Я вполне допускал, что Генри Эйкли действительно слышал в горах странные голоса и действительно нашел описанный им черный камень; я допускал это, несмотря на сделанные им безумные выводы – они могли сложиться в результате длительного общения с человеком, который якобы шпионил в пользу пришельцев, а позднее покончил с собой. Несмотря на свою невменяемость, этот полуграмотный фермер, очевидно, обладал недюжинной способностью убеждать людей в своих бредовых идеях, и наивный Эйкли поверил его россказням, причем увлечение фольклором послужило для этой веры благодатной почвой. Что же касается нынешнего положения дел, то, скорее всего, Эйкли не мог нанять себе слугу или работника потому, что суеверные местные фермеры, как и сам Эйкли, считали, что его дом по ночам осаждают какие-то страшные существа. В конце концов, многие собаки имеют обыкновение лаять в ночное время по малейшему поводу.
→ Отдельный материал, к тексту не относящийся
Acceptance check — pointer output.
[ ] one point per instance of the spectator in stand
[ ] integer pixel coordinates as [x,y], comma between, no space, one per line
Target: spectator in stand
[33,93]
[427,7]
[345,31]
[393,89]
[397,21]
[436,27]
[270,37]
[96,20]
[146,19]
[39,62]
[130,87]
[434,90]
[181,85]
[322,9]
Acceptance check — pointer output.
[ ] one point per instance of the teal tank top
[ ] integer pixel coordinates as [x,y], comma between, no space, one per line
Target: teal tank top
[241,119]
И еще одно – пластинка с записью, которая (я в этом не сомневался) была сделана именно при тех обстоятельствах, что описывались в послании Эйкли. Эта запись должна содержать что-то необычное: возможно, какие-нибудь животные производили звуки, похожие на человеческую речь, а может быть, то и в самом деле была человеческая речь – но речь совершенно одичавшего, ведущего ночной образ жизни лесного жителя, опустившегося до почти животного состояния. Затем я вернулся мыслями к черному камню с иероглифами и стал соображать, какое из известных в природе явлений могло сыграть с Эйкли эту шутку. А как надо было относиться к упоминанию о фотографиях, которые он намеревался выслать мне и которые показались старожилам «чудовищно правдоподобными»?
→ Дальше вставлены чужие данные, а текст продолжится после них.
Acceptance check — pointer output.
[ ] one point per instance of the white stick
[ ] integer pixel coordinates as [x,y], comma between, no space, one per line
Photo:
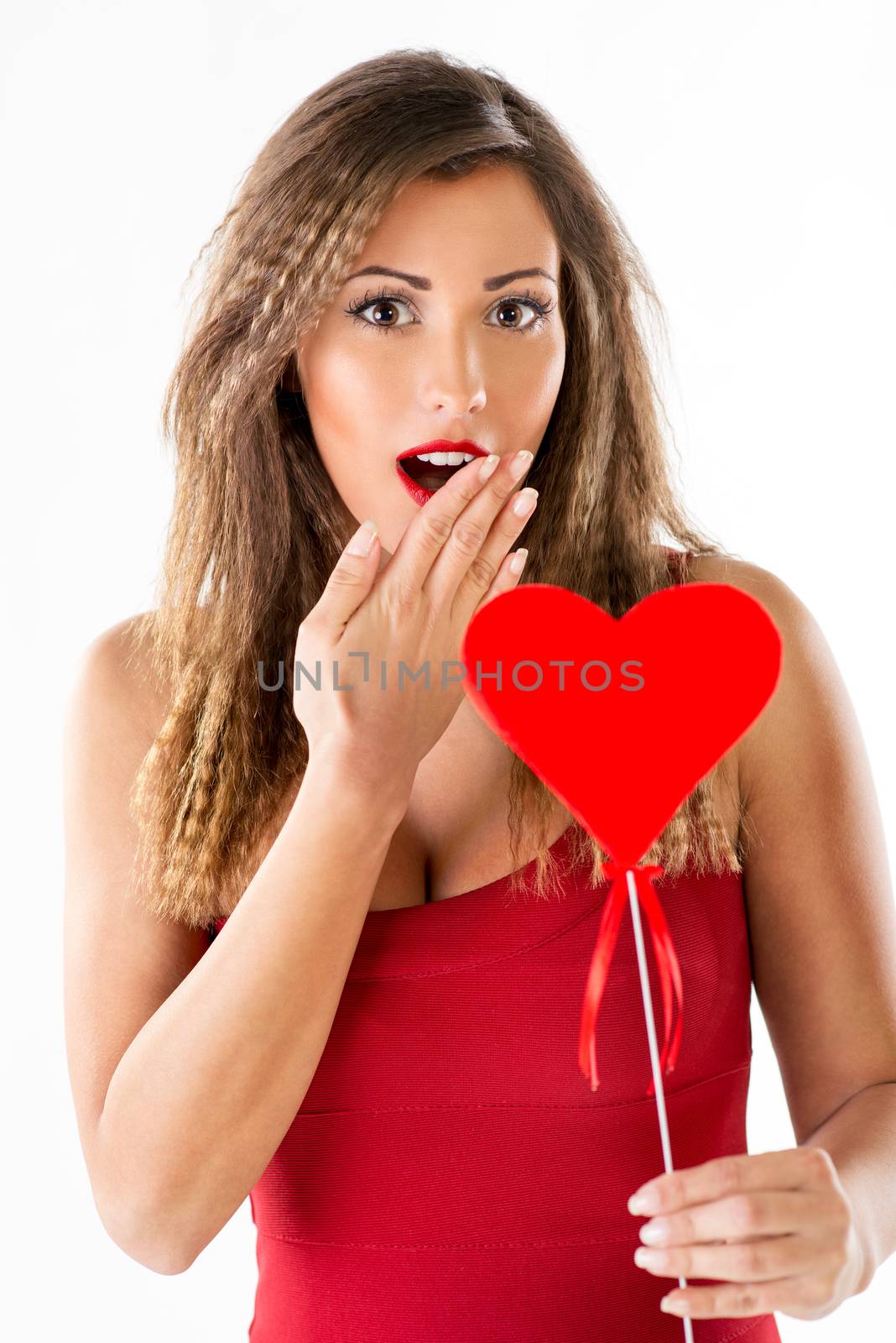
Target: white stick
[655,1053]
Перечитывая каракули Эйкли, я вдруг со всей ясностью осознал, что у моих легковерных оппонентов может найтись гораздо больше подтверждений их нелепым теориям, чем я предполагал. В конце концов, среди этих глухих гор могло из поколения в поколение обитать племя каких-нибудь деградировавших изгоев, которых местные жители принимали за чудовищных пришельцев из космоса и в таком виде запечатлевали в своих легендах. А если в горах действительно водились отшельники такого рода, то весьма вероятно, что во время наводнения в потоках были замечены их мертвые тела. В таком случае без особой самонадеянности можно заключить, что как древние легенды, так и современные свидетельства имеют под собой одну и ту же реальную основу. Я перебирал в уме все эти соображения, откровенно стыдясь того, что породила их такая невероятная чепуха, как странное письмо неведомого мне Генри Эйкли.
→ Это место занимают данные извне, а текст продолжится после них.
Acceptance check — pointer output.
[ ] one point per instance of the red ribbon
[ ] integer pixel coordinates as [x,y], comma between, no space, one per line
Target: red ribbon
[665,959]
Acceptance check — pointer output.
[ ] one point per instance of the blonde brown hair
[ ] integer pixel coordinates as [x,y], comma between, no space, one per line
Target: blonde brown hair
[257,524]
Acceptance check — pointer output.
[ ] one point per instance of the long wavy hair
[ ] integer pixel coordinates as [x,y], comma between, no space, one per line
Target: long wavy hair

Как бы там ни было, я откликнулся доброжелательно-заинтересованным посланием, в котором предлагал сообщить подробности. Ответ от Эйкли пришел незамедлительно; в конверте, как и было обещано, лежали фотографии упомянутых в предыдущем письме мест и предметов. Когда я извлек снимки из конверта и взглянул на них, меня охватил внезапный страх, как если бы я прикоснулся к чему-то запретному. Хотя изображение почти всегда было расплывчатым, эти снимки сами по себе обладали какой-то жуткой силой. Казалось, они воздействовали на зрителя одной своей подлинностью – сознанием того, что они были непосредственными зримыми отпечатками бытия, результатом обезличенного процесса передачи изображения, исключавшим возможность любого рода предвзятости, лживости или неточности.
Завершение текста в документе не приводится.